Being exposed to such portrayals may have generated a knowledge base that led to a schema, or a script for how things are or are supposed to be. This schema would have identified the types of portrayals for a woman who is supposed to be an action heroine, and it may have been activated when they knew the character they saw was for a video game, where such portrayals are commonly found. The schema’s activation may have led them to have certain expectations for what would happen, or what should happen, which may have led them to respond in the hypersexual condition differently than they did in the other two conditions.
That’s my theory, anyway, it would need to be born out with further studies, and research that better approximates the everyday conditions men and women gamers are likely to face. I haven’t been able to do a follow-up, but I would like to, and I am glad to see that other researchers have considered the issue of the gender gap and the representation of women as hyperseuxalized in these games.

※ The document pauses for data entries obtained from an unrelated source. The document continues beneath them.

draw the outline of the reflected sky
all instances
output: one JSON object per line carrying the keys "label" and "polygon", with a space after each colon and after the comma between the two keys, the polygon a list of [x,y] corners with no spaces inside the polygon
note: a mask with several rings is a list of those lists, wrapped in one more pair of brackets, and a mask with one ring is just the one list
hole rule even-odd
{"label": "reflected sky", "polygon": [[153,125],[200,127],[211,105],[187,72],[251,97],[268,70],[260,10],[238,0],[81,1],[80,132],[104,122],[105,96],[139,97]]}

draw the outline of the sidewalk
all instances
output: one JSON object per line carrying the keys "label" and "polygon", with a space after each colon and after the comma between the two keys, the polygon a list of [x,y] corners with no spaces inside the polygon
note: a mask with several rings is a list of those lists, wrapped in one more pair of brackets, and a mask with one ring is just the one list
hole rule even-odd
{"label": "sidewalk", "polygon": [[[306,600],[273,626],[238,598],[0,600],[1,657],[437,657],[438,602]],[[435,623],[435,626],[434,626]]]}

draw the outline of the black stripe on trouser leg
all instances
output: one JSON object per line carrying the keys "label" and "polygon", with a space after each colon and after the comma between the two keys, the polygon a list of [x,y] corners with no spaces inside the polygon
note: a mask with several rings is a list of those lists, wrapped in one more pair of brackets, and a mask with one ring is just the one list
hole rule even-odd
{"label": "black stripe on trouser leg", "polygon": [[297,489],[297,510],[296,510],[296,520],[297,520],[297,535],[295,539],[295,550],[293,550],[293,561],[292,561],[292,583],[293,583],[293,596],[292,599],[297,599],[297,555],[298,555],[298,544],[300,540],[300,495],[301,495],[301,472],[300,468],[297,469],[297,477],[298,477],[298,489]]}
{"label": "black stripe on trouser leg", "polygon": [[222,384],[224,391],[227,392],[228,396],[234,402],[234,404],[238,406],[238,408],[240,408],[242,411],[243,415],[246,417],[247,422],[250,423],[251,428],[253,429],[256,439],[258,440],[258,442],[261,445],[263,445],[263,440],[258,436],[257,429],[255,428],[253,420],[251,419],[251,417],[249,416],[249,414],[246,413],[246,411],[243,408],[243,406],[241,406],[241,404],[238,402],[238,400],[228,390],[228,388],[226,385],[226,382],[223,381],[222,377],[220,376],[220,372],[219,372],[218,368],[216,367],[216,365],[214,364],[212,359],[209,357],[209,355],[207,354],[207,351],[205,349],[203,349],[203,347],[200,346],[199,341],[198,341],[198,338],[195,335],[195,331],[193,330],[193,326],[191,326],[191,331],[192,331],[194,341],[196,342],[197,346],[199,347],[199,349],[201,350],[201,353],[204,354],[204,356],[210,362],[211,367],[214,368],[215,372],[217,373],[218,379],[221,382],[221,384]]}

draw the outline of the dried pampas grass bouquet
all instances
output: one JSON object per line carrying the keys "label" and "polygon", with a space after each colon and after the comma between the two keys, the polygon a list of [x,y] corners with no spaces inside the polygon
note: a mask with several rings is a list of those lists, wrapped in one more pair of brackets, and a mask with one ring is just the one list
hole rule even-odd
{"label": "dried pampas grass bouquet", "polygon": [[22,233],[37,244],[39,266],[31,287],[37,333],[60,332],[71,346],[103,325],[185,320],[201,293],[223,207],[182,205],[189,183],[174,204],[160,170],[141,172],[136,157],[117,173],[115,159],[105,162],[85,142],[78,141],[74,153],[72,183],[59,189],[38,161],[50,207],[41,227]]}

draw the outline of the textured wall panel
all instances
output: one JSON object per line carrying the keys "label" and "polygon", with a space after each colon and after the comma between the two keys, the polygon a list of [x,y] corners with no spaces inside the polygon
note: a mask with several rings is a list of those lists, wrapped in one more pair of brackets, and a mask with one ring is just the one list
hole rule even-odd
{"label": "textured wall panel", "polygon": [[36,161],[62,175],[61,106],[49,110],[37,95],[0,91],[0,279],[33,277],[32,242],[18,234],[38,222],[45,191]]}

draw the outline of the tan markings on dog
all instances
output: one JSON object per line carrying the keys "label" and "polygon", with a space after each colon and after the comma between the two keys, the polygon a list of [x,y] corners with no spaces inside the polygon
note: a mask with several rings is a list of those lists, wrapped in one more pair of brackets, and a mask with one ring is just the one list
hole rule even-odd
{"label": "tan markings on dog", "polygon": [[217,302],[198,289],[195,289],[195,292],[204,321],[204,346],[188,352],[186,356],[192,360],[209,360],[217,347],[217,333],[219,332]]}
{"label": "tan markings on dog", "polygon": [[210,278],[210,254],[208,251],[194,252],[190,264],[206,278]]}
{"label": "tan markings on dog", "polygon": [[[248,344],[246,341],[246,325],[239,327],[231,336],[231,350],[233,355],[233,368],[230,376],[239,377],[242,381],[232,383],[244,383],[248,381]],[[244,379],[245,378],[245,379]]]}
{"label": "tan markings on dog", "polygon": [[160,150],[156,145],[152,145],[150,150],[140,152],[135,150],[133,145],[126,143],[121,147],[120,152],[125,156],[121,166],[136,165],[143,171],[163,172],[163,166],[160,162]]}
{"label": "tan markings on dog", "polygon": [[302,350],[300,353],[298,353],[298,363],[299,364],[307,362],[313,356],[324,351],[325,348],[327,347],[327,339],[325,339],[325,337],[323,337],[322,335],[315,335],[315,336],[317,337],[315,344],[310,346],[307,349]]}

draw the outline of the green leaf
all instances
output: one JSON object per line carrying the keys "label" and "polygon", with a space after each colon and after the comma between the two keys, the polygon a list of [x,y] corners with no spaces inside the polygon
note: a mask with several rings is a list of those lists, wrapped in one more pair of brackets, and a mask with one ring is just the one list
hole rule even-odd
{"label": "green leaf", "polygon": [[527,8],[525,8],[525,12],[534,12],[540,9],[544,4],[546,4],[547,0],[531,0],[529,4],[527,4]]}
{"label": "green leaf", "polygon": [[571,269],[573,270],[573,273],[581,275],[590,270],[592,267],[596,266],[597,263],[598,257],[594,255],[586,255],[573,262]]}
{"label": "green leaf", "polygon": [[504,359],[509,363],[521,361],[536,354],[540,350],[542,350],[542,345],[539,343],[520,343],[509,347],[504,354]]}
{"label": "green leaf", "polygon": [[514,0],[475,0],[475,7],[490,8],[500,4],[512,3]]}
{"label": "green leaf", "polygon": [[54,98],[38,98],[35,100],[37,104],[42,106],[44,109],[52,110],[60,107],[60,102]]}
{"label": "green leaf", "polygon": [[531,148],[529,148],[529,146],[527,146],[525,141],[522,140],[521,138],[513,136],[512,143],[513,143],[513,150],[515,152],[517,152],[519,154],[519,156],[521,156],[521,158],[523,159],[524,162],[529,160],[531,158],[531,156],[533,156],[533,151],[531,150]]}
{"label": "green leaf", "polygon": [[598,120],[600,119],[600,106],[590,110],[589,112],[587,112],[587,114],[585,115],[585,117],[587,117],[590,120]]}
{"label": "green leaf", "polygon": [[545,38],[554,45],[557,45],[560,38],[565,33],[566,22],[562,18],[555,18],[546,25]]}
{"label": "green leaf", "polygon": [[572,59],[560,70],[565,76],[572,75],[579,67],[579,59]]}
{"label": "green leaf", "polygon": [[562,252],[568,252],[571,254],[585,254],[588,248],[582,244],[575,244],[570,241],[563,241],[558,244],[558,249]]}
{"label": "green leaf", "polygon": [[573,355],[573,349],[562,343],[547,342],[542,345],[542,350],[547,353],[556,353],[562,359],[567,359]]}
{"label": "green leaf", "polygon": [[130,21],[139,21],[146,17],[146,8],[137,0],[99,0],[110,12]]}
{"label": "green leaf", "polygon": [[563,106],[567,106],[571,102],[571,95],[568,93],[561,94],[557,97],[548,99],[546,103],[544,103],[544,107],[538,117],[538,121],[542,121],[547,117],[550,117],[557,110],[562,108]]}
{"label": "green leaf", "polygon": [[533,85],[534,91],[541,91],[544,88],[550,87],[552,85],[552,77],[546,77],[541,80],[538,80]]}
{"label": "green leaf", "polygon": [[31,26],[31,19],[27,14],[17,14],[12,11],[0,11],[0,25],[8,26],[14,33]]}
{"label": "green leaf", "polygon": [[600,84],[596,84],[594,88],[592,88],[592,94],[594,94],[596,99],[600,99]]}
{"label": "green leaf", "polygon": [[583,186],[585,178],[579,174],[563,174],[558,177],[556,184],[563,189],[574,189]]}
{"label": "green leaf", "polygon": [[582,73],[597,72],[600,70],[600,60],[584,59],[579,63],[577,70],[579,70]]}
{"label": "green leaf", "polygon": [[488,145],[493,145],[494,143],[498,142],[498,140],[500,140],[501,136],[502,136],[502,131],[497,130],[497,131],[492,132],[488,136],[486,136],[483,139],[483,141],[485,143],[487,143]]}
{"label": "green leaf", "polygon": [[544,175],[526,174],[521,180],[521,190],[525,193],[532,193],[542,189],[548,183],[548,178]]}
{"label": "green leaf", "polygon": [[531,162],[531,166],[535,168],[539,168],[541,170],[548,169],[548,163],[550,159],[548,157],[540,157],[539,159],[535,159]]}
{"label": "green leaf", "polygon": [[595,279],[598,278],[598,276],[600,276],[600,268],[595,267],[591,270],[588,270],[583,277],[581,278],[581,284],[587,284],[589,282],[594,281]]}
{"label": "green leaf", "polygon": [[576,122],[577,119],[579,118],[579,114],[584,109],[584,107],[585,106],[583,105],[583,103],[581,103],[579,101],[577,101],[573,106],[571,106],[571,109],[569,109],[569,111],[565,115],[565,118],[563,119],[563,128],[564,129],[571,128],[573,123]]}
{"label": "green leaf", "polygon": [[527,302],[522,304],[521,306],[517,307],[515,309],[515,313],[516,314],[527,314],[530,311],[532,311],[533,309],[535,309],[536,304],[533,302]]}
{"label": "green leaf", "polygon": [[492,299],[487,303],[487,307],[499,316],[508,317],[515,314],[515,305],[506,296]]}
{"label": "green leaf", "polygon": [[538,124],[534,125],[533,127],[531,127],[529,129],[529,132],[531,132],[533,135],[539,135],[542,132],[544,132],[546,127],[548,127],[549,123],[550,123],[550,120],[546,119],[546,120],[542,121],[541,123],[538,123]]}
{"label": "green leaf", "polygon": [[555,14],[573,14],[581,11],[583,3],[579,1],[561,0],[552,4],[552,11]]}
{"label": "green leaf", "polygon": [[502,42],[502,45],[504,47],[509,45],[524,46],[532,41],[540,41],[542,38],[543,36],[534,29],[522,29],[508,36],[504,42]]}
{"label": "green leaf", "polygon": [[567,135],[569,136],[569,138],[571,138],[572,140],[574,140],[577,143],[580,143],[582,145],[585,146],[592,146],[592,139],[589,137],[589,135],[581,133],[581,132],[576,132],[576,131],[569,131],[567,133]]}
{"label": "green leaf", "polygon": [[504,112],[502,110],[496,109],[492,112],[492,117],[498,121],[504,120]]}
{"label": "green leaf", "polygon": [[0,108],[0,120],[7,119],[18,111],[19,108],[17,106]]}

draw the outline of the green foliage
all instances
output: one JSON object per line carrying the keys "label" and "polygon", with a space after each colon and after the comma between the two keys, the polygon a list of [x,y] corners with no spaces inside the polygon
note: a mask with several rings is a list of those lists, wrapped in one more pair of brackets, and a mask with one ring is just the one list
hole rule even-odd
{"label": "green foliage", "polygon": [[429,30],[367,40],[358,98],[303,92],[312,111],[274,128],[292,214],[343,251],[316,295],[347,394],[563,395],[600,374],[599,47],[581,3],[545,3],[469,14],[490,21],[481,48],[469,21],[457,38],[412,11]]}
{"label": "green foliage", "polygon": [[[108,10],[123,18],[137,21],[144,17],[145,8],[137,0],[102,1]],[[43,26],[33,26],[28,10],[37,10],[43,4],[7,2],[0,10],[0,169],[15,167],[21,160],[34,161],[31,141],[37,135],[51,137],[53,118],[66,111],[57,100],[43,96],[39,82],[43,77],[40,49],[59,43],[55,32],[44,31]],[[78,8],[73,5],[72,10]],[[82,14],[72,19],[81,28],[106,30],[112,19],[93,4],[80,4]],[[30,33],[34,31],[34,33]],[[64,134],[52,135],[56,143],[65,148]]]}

Overall, I think the research should not just be about getting women more comfortable playing the video, computer, and MMO games; this end result would be more in service of the industry of those specific types of games, rather than in greater service to gaming as a whole or the benefits from gaming, which can already be addressed by online, social and mobile gaming. However, bringing more women into those more male-dominated domains could address the problem such representations on an industry level: if the industry sees that they have a viable consumer base that does not appreciate such representations, then they would do more to produce games without them. Boys and men who then engage with such games may not be as like to think that such is the way women are and/or should be.
Of course, if women are responding as they indicated in this study to the hypersexual portrayal, then their response may be part of a larger problem with pop culture in the United States. Then it is a matter not just of getting more women in the gaming marketplace, but also in the industry — and perhaps all of the pop culture marketplaces and industries — to address this larger systemic problem. Because if the images of Black Widow from The Avengers and Catwoman from The Dark Knight Rises are any indication, the pop culture industry as a whole has not learned this lesson, and neither has the marketplace.
If we want to disrupt the effects of the scheme, then we need to disrupt the schema, and that means disrupting the information that becomes congealed as its knowledge base. Until the pop culture industrial machine addresses the common linking of sex and action and independence in women, then we will continue to have problems with what we are teaching both boys and girls, men and women.